I have Chels coming over to stay the night tomorrow, and I think my sister has her friend over too. My parents are going to get a cake, fizzy drink, chocolate and chips, and some horror movies. If only they knew what I reeeally did in my spare time. It’s not that kind of party at all.

There IS a party tomorrow night too. A proper one. With loud music and alcohol and dancing. If Chels wasn’t such a downer I would take her out to it, introduce her to some people and show her some things. Let her meet Shane, and watch her eyes get envious because of how much of a babe he is, heh heh.

But she’s not like that.

I sometimes fantasise about her being someone different. If she was just like me and just wanted to get out there and do things and see things. If she wanted to break rules, and sometimes say the wrong things, and wear clothes that were different.

That’s not a nice way of thinking.

I do like being her friend. I really do. She is a nice girl, really nice, and sweet too. But in the last year I feel like she’s trying to pull closer and closer to me, and I’ve been trying to pull away from her. It’s almost a suffocating feeling.
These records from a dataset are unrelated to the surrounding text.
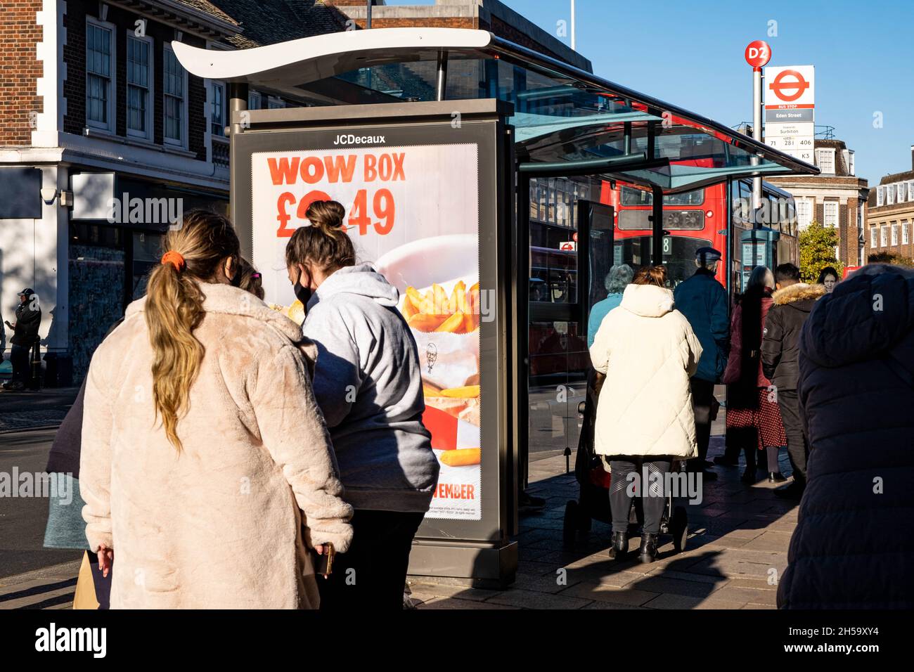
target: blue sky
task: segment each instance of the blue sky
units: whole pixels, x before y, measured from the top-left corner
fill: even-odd
[[[570,0],[502,0],[552,34]],[[388,5],[431,5],[387,0]],[[911,169],[914,3],[734,3],[723,0],[576,0],[577,50],[604,79],[728,126],[751,119],[746,45],[764,39],[771,65],[815,66],[815,123],[856,152],[870,186]],[[777,37],[769,37],[769,21]],[[559,37],[570,44],[569,37]],[[882,127],[874,127],[874,113]]]

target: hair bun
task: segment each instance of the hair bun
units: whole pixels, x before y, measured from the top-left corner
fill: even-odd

Technically, she’s my best friend. But we don’t really have that much in common. She gets jealous and doesn’t like it when I talk to boys, or when I talk to other people on the phone, and she always wants to know about everything I do.

It’s not her fault, but I’m just not that kind of person. I don’t have friends who are girls that I can really be myself with. I feel like they never get me or they are just judging me.

Anyway, I feel mean saying these things, and I have to get ready to tell mum that I’m too sick for school today. It’s 5am. Let the games begin.